ECLI:NL:TADRARL:2022:183

Zaaknummer

21-337/AL/MN

Inhoudsindicatie

De raad verklaart het verzet ongegrond

Uitspraak

Beslissing van de Raad van Discipline in het ressort Arnhem-Leeuwarden van 13 juni 2022 in de zaak 21-337/AL/MN naar aanleiding van het verzet tegen de beslissing van de plaatsvervangend voorzitter van de raad van discipline van 12 juli 2021 op de klacht van:

klager gemachtigde: E.S.L oververweerder

1 VERLOOP VAN DE PROCEDURE 1.1 Op 2 december 2020 heeft klager bij de deken van de Orde van Advocaten in het arrondissement Midden-Nederland (hierna: de deken) een klacht ingediend over verweerder. 1.2 Op 14 april 2021 heeft de raad het klachtdossier met kenmerk Z 1292619 HH/SD van de deken ontvangen. 1.3 Bij beslissing van 12 juli 2021 heeft de plaatsvervangend voorzitter van de raad (hierna ook: de voorzitter) de klacht kennelijk ongegrond bevonden. Deze beslissing is op diezelfde datum verzonden aan partijen. 1.4 Op 19 juli 2021 heeft klager verzet ingesteld tegen de beslissing van de voorzitter. 1.5 Het verzet is behandeld op de zitting van de raad van 18 maart 2022. Daarbij waren klager met zijn gemachtigde en verweerder aanwezig. 1.6 De raad heeft kennisgenomen van de beslissing van de voorzitter waartegen het verzet is gericht, van de stukken waarop de voorzittersbeslissing is gebaseerd en van het verzetschrift. Ook heeft de raad kennisgenomen van de e-mails (met bijlagen) van klager van 21 februari 2022, 24 februari 2022 en 27 februari 2022 en van de e-mail van verweerder met bijlage van 24 februari 2022.

2 VERZET 2.1 De in het verzetschrift en ter zitting genoemde gronden van het verzet houden, zakelijk weergegeven, het volgende in: a. De voorzitter heeft zonder zitting de voorzittersbeslissing gegeven. Daardoor is het beginsel van hoor en wederhoor geschonden. b. De voorzitter is partijdig. c. Klager is inzage in de processtukken onthouden. d. Verweerder heeft stukken opgesteld die vol staan met laster en smaad. 2.2 Tegen de vaststaande feiten en de klachtomschrijving komt klager in verzet niet op.

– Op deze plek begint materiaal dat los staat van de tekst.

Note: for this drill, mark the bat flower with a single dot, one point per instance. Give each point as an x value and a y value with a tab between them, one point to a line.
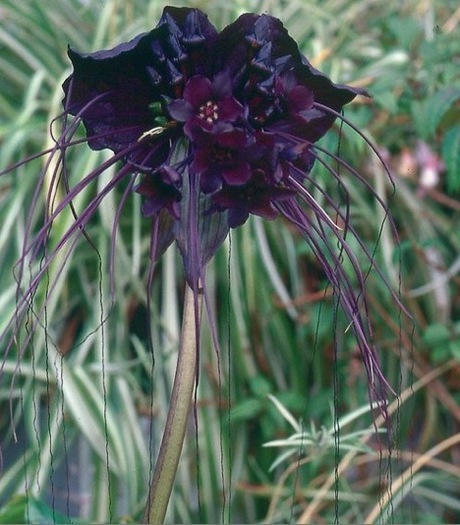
211	127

3 FEITEN EN KLACHT 3.1 Voor de vaststaande feiten en de omschrijving van de klacht verwijst de raad naar de beslissing van de voorzitter.

4 BEOORDELING 4.1 Voordat de raad de klacht inhoudelijk kan beoordelen moet sprake zijn van een gegrond verzet. Een verzet is alleen gegrond als in redelijkheid moet worden betwijfeld of de beslissing van de voorzitter juist is. Twijfel kan bijvoorbeeld bestaan als de voorzitter een verkeerde maatstaf (toetsingsnorm) heeft toegepast of de beslissing heeft gebaseerd op onjuiste of onvolledige feiten. 4.2 De raad is van oordeel dat de door klager aangevoerde verzetgronden niet slagen; de voorzitter heeft bij de beoordeling de juiste maatstaf toegepast en heeft rekening gehouden met alle relevante feiten en omstandigheden van het geval. Zij heeft de klacht dus terecht en op juiste gronden kennelijk ongegrond bevonden. 4.3 Het betrekking tot de verzetgronden a., b. en c. overweegt de raad dat op grond van artikel 46j Advocatenwet de voorzitter zonder een zitting kan besluiten dat een klacht kennelijk ongegrond is. Dat de voorzitter de  voorzittersbeslissing heeft genomen zonder vooraf klager te horen, levert daarom geen gegrond verzet op. 4.4 Omdat het verzet tegen de beslissing van de voorzitter ook verder geen nieuwe gezichtspunten oplevert, is er geen plaats voor nader onderzoek naar de klacht. De raad zal het verzet daarom ongegrond verklaren.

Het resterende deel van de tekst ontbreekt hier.